|
Post by bill on Sept 21, 2018 0:24:42 GMT
Good grief! That was it. I'm sure I hadn't read anything about stripe, except I remember now that you mentioned it. I signed up and now my stories are eligible.
Thank you!
|
|
|
Post by Admin on Sept 21, 2018 1:36:17 GMT
Okay. getting set up on Medium was tricky. I have my account set up with Paypal but Medium uses Stripe. Open up the Medium Partner Program and look at their FAQ. It should explain how everything works. I think I had to set up a Stripe account so payment could be made to my business account. If you still have problems after looking at the FAQ page, let me know and I'll try to remember how I did everything.
|
|
|
Post by bill on Sept 24, 2018 1:33:33 GMT
A World Amongst - I've worked my way through the first two sections, cleaning it up, deleting unneeded notes, etc. My goal this week is to do the same for section three and get a clear draft. Then I'll move on to the other two sections and hopefully have a readable draft for beta readers by the end of October.
Marketing - With your help I figured out Medium so I can now give it a good try. I need to add a couple of posts this week and do some reading of others - get myself familiar with it and determine a strategy to gain followers.
Rex - Flipper, book five. I plan to write the rough draft during Nano in November. Either this week or next I'll get with Blake and start brainstorming ideas. I want to have a good picture in my mind and a strong outline going into Nov 1.
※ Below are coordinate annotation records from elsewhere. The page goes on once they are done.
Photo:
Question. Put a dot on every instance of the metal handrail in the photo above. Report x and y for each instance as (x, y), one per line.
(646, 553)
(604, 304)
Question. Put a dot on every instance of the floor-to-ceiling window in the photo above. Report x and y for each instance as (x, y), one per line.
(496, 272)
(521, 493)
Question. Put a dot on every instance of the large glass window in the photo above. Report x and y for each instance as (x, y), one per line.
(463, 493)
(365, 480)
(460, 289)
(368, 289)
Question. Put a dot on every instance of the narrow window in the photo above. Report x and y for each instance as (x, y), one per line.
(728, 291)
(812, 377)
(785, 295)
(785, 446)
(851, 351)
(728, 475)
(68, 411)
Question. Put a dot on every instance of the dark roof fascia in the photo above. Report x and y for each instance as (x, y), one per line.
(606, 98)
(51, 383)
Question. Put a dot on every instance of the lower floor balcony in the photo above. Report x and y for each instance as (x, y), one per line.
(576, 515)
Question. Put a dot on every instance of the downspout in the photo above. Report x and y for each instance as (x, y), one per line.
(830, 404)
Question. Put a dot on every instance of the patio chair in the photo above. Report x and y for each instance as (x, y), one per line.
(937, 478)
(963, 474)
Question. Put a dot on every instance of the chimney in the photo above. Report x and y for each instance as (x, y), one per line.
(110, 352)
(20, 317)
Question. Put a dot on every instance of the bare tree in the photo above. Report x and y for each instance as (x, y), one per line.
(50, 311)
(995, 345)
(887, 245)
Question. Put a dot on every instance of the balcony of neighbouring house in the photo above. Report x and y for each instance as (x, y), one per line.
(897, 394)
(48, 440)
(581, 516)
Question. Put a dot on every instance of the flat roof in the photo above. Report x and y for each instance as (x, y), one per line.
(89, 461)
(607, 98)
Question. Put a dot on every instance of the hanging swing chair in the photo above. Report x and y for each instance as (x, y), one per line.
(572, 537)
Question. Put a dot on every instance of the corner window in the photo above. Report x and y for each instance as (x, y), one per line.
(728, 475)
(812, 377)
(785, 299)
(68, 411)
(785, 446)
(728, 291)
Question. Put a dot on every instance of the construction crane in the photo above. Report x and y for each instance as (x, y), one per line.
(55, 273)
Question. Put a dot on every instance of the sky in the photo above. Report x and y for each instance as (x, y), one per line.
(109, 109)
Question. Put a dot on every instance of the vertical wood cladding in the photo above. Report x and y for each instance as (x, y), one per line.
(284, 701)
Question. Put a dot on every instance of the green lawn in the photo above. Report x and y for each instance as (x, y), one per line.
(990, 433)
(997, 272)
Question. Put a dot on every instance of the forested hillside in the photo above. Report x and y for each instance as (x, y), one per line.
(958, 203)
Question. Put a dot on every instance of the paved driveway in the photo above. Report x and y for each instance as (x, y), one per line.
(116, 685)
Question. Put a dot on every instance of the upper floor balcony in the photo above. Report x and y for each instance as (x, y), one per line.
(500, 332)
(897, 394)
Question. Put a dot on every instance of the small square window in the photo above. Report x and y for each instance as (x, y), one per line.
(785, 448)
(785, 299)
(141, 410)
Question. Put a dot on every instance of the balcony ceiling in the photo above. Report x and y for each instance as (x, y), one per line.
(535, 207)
Work - I started work for the newspaper this week. I think overall I'm going to like it. I'm sure I will learn a lot.
|
|
|
Post by Admin on Sept 24, 2018 2:53:14 GMT
I got a few articles posted. Joshua had a bad reaction to the vaccinations so I had a rough week taking care of him. The good news is Hank has agreed to live in Kansas. I need to make sure he doesn't change his mind. I'm just going to pursue it as a done deal. No houses for sale in the area we want but I'll talk to a realtor with I'm home in a couple of weeks and get as much information as I can. I found a house I liked in the wrong location plus it was above my top budget but not by much. Could probably get them down a bit. but its right by the interstate and I'm pretty sure the traffic noise would drive me crazy. I'm not used to any noise except nature and maybe the National Guard firing weapons.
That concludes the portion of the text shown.